First, for those who have no idea what I am talking about, slope is rise over run. Rise is how far a line goes up, and run is how far a line goes along. At the right, the line goes up 3 and has a run 5; therefore, the slope is 3/5. Rise/Run (Rise divided by Run) gives us the slope of the line.

When a line is horizontal, it has no rise, only a run. So the numerator would be zero (for no rise) and the denominator would be a number such as 5 for the run.

**0 ÷ 5 = 0 **This is true for any horizontal line.

A vertical line is different. It has rise, but no run; therefore there would always be a number in the numerator, but always a zero in the denominator. Since we cannot divide by zero, the slope is considered undefined. (I do use rise over run stating that a horizontal line might have 0/5 which is equal to 0 and that a vertical line might have 3/0 is undefined because we can't divide by zero. Our college algebra book uses O/K for okay and K/O for knock out which I like, but I still think the students need to know why.)

I wanted these two students to have a picture that would help them remember the difference. I thought of a table for the horizontal line and asked them what would happen if the legs of the table were uneven. They agreed that the table would have slope. Therefore, the table would have a slope of zero if the legs were even.

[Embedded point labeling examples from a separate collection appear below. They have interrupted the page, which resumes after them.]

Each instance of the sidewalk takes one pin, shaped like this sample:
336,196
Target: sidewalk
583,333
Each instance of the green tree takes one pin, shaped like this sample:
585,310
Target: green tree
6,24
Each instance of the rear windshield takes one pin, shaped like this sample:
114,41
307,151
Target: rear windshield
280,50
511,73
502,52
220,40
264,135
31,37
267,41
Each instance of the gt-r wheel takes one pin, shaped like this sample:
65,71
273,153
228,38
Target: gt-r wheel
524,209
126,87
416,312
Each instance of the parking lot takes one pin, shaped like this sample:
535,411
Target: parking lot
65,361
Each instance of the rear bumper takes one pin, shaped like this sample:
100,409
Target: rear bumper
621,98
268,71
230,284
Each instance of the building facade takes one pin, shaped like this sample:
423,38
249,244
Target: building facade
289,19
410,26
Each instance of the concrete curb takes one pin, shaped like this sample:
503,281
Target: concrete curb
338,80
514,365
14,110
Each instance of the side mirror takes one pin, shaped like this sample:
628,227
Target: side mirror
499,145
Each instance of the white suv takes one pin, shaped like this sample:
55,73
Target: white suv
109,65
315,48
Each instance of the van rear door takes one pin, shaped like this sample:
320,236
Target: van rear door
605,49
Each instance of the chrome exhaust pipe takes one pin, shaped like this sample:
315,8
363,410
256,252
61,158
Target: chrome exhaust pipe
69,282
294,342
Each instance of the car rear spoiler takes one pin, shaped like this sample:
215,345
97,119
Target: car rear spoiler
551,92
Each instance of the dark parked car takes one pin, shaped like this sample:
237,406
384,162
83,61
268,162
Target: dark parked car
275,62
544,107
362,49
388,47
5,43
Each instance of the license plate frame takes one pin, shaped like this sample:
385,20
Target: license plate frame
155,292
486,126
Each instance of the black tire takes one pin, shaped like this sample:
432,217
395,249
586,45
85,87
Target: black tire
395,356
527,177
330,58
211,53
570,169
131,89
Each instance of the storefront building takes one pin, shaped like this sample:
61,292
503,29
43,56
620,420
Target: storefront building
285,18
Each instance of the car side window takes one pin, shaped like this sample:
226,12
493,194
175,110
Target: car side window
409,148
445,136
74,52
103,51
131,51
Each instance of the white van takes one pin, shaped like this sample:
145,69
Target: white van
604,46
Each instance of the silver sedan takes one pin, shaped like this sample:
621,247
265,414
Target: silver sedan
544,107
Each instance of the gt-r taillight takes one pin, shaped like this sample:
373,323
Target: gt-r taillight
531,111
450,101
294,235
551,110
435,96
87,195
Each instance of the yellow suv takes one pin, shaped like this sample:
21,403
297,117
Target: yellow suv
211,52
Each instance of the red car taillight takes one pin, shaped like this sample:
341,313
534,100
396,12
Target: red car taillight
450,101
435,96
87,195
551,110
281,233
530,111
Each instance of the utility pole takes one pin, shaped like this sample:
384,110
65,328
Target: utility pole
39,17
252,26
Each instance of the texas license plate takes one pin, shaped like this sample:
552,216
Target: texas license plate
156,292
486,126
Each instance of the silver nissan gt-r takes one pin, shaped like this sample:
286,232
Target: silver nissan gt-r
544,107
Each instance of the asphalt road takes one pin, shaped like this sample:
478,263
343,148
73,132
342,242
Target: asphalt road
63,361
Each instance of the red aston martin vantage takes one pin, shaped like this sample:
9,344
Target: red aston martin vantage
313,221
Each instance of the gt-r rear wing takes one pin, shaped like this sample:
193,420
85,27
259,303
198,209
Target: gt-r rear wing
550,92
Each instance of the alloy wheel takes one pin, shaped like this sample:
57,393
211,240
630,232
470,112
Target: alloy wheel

I then went blank. In other words, by creative juices stopped working, and I could not think of a picture that would help them visualize undefined. Since

*Teachers Pay Teachers* has a forum,, I asked my fellow math teachers if they had any ideas. Here is what some of them came up with.

**The Enlightened Elephant **suggested using a ski slope. She talks about skiing down a "cliff", which would not be possible (although some students try to argue that they

__could__ ski down a vertical cliff) and so the slope is "undefined" because it doesn't make sense to ski down a cliff. Skiing on a horizontal line is possible so it's slope is zero, She also talks about uphill (positive slope) and downhill (negative slope).

**Math by Lesley Elisabeth** tells her students to use "HOY VUX" (rhymes with 'toy bucks')

** H**orizontal - Zero (**0**) slope - *y =* ?

** V**ertical - **U**ndefined slope - *x =* ?

All horizontal lines are *y *=7 or *y *= -3 etc., and all vertical lines are *x *=1 or *x *= 6, etc. Students forget this so the acronym **HOY VUX** helps them to remember. Once they've mastered the slope concept in Algebra I, for the rest of the school year, for Algebra II (especially equations of asymptotes - a line that continually approaches a given curve but does not meet it at any finite distance) and even in calculus classes for tangent lines, **HOY VUX **is just faster and more practical.

**Animated Algebra** created a video lesson on the

Slope Intercept ($5 on TPT). She has a boy skateboard down a negative slope, literally right on the graph line. Karen then shows the same boy taking an escalator up on a line that has a positive slope. Later in the lesson, she rotates the line clockwise, each movement with a click, to show the corresponding slope number to link the line to the slope. She includes lots of other visual cues to help students focus on and pay attention to the concepts.